Uma das maiores preocupações de C. G. Jung (2012) foi a questão do ser humano massificado. No decorrer das Obras Completas, o autor discorre cerca de 150 vezes sobre este assunto, segundo a pesquisa de doutorado de Torres (2020) que fez um levantamento bibliográfico do tema para sua tese sobre Contágio Psíquico. E mais, para Jung (2012), o maior perigo futuro não seria o das catástrofes naturais, mas o da contaminação psíquica que levaria o ser humano ao estado de massa, inaugurando novos “-ismos”.

Este futurismo de Jung já está em processo: um dos índices mais alarmantes no Brasil é o do analfabetismo funcional. Segundo o Instituto Paulo Montegro (INAF)  um terço dos brasileiros enquadram-se neste perfil: indivíduos que possuem conhecimento básico de leitura e escrita, isto é, sabem quanto deverá ser o troco no supermercado e assinar seus nomes. E, por esse motivo, possuem dificuldades em interpretar textos, identificar ironias e principalmente identificar Fake News. 

Neste ritmo, um estudo sobre cibersegurança nomeado “Iceberg Digital” revela que 62% dos brasileiros não são capazes de identificar uma fake news. Já na América Latina o índice chega a 70%. Cerca de 16% sequer conhecem o termo “fake news”, ou seja, grande parte da população acredita piamente em notícias falsas. Conforme Aral et al. (2018), as fake news tem 70% mais chance de serem compartilhadas em detrimento de notícias verdadeiras, pois elas normalmente tocam em emoções humanas como o “medo, repulsa, surpresa e preconceitos”, ou seja, coisas ditas ruins. Jung (2013a) refere-se a tal estado como  “carência acidental de uma perfeição”, em que só se reconhece o que é bom em si mesmo e o mau é projetado no outro. Dessa forma, o julgamento sobre “bem e mal” se torna subjetivo, fica a cargo da moral dos indivíduos, que não segue um padrão único, ninguém pode dizer com certeza o que é bom ou mau. E, na medida que alguém se vê capaz de tal feito, “que se consideram situados para além do bem e do mal, em geral, são os importunos mais incômodos da humanidade, que se contorcem no tormento e no medo da própria febre (JUNG, 2013a, §97)”. Ao receber informações de forma não oficial (whatsapp, facebook e similares) sem averiguar a veracidade das fontes, se é tocado pelo julgamento moral e subjetivo de “bom ou mau”, então, a obrigação de alertar outras pessoas sobre tais questões vêm à tona. 

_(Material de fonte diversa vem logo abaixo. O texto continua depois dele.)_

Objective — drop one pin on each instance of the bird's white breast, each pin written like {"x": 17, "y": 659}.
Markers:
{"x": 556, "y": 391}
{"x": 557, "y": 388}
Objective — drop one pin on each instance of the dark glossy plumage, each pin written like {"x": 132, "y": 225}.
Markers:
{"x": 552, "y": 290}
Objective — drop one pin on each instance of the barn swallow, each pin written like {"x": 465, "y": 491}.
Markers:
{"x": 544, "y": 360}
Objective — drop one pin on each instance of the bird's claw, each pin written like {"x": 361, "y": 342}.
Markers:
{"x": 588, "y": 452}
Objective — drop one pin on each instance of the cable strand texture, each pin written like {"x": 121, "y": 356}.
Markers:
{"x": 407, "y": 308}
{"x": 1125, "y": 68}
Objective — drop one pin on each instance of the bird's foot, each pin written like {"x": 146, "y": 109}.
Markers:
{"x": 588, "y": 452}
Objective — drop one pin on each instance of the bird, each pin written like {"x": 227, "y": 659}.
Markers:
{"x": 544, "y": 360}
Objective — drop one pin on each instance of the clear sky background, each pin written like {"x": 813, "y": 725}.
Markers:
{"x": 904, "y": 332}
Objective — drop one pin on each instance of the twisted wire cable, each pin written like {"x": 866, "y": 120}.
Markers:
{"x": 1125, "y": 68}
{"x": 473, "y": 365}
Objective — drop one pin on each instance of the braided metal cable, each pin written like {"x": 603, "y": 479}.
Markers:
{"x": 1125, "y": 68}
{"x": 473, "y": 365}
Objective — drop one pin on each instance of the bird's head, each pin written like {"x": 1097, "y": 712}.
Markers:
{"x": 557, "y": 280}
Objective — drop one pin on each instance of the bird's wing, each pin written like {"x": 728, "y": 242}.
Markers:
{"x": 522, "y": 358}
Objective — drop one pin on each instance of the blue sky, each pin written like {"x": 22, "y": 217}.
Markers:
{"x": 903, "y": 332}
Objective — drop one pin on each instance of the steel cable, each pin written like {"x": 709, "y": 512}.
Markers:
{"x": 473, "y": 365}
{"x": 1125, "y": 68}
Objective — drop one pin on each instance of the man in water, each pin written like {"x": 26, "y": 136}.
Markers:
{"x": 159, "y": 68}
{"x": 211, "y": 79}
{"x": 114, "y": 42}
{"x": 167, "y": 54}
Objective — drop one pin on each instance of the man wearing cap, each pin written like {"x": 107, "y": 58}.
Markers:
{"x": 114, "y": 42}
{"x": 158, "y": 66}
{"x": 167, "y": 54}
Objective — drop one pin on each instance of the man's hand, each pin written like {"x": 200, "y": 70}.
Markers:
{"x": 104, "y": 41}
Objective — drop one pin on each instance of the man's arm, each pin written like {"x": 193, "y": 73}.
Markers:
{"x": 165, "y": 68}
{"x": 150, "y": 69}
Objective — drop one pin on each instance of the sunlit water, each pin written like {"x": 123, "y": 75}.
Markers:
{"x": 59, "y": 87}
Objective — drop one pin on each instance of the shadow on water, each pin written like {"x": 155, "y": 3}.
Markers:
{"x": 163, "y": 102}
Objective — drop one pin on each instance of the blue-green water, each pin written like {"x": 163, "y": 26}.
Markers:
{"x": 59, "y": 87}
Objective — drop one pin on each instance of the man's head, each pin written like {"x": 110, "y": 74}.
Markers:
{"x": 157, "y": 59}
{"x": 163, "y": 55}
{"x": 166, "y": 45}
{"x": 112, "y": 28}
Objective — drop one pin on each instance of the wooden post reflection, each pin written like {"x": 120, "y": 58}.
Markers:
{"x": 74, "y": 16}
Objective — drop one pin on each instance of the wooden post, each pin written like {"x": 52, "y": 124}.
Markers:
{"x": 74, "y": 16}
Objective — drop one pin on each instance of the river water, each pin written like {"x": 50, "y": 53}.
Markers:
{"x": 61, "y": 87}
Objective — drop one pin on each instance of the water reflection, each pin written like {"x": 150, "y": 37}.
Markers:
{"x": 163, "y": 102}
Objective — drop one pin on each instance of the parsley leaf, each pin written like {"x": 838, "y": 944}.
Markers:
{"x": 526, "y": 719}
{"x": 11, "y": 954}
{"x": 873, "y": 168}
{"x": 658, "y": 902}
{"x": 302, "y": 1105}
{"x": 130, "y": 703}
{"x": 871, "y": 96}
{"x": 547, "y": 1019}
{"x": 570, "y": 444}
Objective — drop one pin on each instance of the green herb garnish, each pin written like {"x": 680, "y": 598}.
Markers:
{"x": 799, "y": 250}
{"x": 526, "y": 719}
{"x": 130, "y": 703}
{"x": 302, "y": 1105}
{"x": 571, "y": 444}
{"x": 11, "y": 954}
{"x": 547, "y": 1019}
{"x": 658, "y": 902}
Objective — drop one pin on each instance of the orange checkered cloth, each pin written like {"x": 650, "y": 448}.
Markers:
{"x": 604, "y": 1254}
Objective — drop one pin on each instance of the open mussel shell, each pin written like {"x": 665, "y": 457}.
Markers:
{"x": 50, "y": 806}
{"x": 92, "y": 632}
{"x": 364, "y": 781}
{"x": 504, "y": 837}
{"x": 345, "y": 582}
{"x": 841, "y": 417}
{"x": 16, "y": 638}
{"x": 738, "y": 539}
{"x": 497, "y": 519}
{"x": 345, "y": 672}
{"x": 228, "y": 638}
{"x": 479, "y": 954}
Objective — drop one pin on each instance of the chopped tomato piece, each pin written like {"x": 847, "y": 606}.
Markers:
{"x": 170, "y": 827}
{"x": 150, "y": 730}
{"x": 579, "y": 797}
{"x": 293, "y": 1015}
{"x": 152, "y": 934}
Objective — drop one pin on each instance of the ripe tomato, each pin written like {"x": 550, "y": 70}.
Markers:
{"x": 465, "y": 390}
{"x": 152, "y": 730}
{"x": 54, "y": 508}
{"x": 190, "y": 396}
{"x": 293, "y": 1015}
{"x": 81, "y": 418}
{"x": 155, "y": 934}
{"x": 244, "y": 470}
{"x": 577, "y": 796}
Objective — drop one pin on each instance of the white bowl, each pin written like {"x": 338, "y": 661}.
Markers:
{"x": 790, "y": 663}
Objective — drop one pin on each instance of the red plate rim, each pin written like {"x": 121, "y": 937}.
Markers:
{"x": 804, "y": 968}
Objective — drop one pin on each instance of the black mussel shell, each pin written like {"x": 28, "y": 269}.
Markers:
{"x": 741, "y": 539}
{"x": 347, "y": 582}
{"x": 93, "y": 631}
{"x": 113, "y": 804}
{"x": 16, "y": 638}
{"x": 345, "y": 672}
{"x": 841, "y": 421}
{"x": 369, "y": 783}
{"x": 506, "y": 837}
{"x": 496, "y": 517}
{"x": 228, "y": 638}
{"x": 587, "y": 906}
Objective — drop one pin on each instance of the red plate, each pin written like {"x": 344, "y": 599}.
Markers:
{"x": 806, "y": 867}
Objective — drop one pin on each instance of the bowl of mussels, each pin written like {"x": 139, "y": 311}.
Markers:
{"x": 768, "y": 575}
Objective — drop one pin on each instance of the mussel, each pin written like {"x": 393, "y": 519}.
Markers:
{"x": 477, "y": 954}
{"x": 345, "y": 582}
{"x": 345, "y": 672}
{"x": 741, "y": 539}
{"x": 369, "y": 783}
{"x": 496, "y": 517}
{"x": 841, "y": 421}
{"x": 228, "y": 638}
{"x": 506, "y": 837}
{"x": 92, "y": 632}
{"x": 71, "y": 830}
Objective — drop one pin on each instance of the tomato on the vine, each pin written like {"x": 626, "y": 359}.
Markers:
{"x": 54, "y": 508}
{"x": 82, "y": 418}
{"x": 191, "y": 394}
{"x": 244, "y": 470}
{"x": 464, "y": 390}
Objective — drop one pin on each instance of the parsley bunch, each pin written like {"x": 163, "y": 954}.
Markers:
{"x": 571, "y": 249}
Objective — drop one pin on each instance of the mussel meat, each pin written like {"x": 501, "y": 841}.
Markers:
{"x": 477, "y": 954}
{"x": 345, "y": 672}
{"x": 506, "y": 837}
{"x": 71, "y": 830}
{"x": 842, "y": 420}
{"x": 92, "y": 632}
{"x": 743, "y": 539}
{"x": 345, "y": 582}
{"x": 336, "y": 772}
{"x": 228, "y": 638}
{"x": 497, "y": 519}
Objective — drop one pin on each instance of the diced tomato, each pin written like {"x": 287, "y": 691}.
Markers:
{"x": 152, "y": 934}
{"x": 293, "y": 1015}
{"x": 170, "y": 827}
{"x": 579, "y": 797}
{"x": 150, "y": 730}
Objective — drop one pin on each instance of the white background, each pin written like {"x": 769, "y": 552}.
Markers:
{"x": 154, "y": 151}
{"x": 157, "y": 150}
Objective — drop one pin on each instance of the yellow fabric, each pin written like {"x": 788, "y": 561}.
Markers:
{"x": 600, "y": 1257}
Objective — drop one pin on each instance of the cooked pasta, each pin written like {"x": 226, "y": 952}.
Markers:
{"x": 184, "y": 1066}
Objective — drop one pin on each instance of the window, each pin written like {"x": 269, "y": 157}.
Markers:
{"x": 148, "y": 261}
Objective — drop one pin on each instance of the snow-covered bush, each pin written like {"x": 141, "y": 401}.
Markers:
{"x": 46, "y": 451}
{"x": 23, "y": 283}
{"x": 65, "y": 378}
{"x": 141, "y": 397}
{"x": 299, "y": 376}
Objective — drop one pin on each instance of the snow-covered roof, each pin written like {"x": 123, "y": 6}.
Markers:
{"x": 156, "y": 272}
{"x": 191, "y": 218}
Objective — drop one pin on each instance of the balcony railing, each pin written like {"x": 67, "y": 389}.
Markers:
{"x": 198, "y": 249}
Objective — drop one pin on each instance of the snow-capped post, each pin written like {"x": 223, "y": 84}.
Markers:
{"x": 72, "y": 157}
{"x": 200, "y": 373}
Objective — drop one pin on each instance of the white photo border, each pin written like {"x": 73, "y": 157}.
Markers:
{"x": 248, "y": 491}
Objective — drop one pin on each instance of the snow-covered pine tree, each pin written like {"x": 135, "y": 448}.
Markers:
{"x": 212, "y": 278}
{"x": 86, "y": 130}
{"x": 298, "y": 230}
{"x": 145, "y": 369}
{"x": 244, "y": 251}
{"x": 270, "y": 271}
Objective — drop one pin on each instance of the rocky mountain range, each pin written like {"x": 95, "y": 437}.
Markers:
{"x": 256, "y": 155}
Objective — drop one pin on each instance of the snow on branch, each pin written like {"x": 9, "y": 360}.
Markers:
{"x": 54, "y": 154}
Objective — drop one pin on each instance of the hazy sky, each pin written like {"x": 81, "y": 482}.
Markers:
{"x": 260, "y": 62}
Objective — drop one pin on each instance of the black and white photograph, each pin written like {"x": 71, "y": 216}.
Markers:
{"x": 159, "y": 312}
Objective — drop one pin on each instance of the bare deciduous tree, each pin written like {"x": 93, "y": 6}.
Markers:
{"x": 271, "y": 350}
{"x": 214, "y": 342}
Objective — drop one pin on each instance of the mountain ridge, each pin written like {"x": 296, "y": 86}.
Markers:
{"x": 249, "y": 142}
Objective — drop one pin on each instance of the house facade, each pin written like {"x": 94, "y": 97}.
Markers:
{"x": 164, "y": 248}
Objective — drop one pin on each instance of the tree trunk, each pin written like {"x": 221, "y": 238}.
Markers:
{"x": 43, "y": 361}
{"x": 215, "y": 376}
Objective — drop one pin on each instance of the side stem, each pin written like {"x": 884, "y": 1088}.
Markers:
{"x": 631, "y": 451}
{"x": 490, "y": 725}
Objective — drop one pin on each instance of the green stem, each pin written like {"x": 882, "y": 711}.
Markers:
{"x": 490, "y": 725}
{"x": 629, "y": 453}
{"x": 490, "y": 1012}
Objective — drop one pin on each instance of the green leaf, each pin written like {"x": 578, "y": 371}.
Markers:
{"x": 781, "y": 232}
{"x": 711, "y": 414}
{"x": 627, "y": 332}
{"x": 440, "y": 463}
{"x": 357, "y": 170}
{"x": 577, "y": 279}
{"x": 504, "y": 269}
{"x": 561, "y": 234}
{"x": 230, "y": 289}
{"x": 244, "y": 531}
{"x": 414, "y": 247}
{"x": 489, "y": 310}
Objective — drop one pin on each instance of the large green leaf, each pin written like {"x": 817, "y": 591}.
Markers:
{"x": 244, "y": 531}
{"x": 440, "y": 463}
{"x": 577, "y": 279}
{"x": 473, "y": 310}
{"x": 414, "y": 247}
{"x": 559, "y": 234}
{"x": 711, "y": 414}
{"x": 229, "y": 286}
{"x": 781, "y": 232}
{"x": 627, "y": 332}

O nível de manipulação das massas parece se dar atualmente em um grau jamais visto. Não somente Jung (2012) previu tal fenômeno como Harari (2016) discorre que o futuro será marcado por uma massa inútil comandada pelos algoritmos. Este fenômeno não é novo, se lançarmos o olhar ao passado, de acordo com Mackay (2002), encontraremos tendências de manipulação das massas pelo clero e pelos aristocratas que conseguiam convencer e prescrever, em certa medida, algumas percepções para as cidades e até países. O autor exemplifica com a caçada às bruxas na Idade Média. Porém, não há na história nenhum outro momento em que houve tanta informação apreendida pelos algoritmos, abrindo oportunidades ímpares de manipulação da massa em escala global; e também, nunca houve uma tecnologia que disseminasse conteúdos com tanta amplitude e rapidez como a internet. 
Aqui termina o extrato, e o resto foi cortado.